To accomplish this, Swans have effectively whittled down their approach, taking all of their distinct styles (their Wikipedia page lists eleven possible genres to name the band as; many more could easily be successfully argued for) and blending them together into something that, for once, sounds like nothing more than a Swans album. By taking influence from mostly themselves -- the first track, for example, mixes the aggressive and distorted sounds of
Filth with the gloomy and prolonged sensibilities of
White Light... -- Swans have finally managed to carve out an identity.
This approach alone justifies Swans' reunion and this resulting album: by revisiting their own discography and effectively summing it up, Swans finally get to make an album that defines them as a band, rather than defining an era; it fills a blank void in their repertoire that need to be filled. There's also no denying how generally awesome most of the album is. "No Words/No Thoughts" and "Jim" are some of the most towering, expansive songs you'll hear all year, swelling and building and dropping off abruptly; they're short trips throughout the discography of Swans, and maybe the neurotic mind of Michael Gira.

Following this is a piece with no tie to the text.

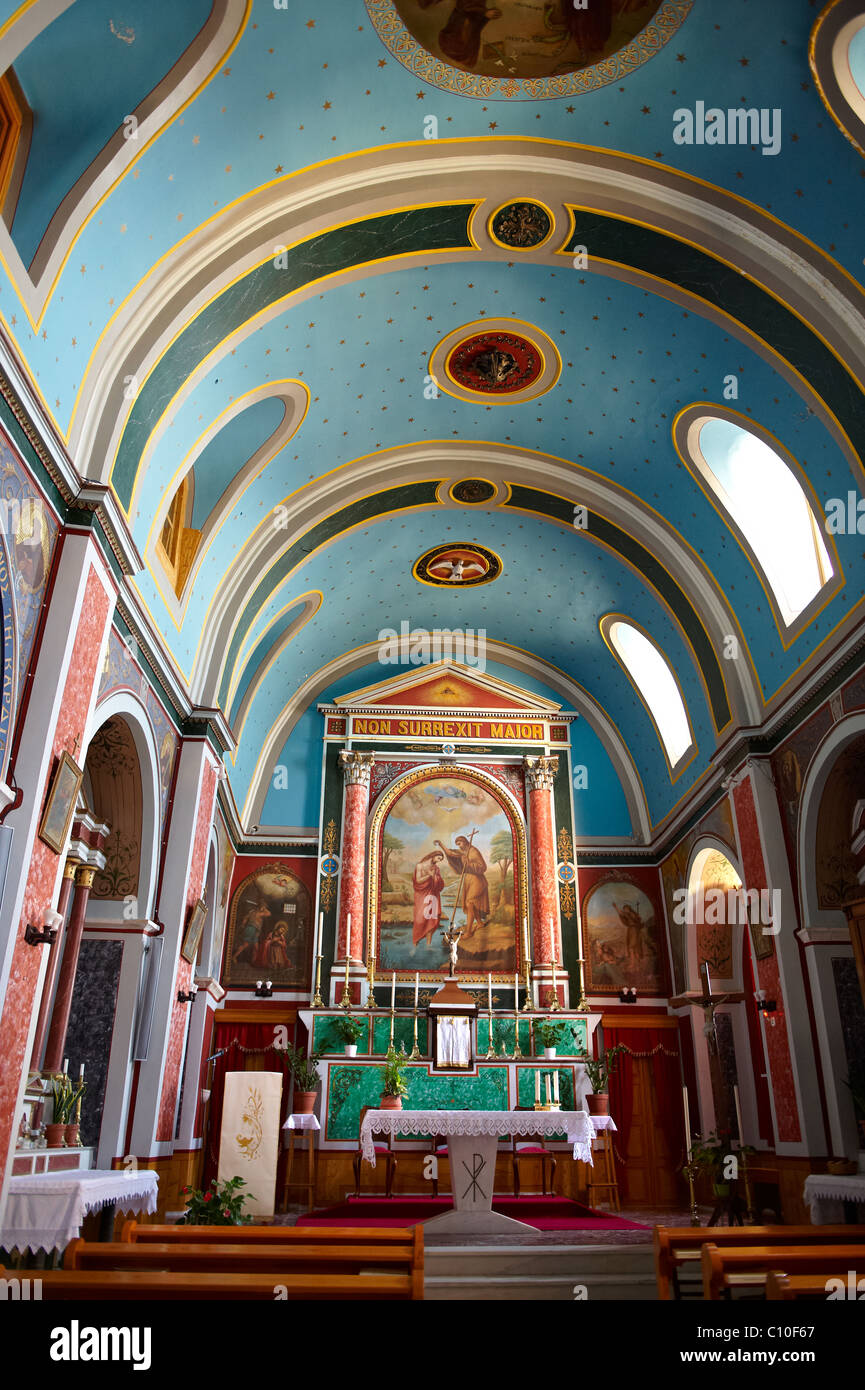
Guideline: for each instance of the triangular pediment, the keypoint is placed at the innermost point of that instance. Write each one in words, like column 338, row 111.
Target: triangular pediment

They're undoubtedly engaging.
More important than the band's newfound sense of songcraft is Gira's newfound personality. On past Swans albums, Gira's been a sort of faceless figure, acting as vessel for raw emotions like anger and sadness rather than relating anything personal. But Gira simply looms over this one, his bleak bleat stretched to its stentorian limits, towering over even the most distorted and discordant of songs, like the grim "Eden Prison". His powerful vocals resemble sermonizing more than they do singing; his lyrics could be Revelations, for all I know.
"Little Mouth" could be misconstrued as ending
My Father with a whimper, rather than a bang, but really: how
else could an album this brutal, this gargantuan, end? It's not a whimper: it's a reprieve, a chance to breathe, finally. God knows you'll need it.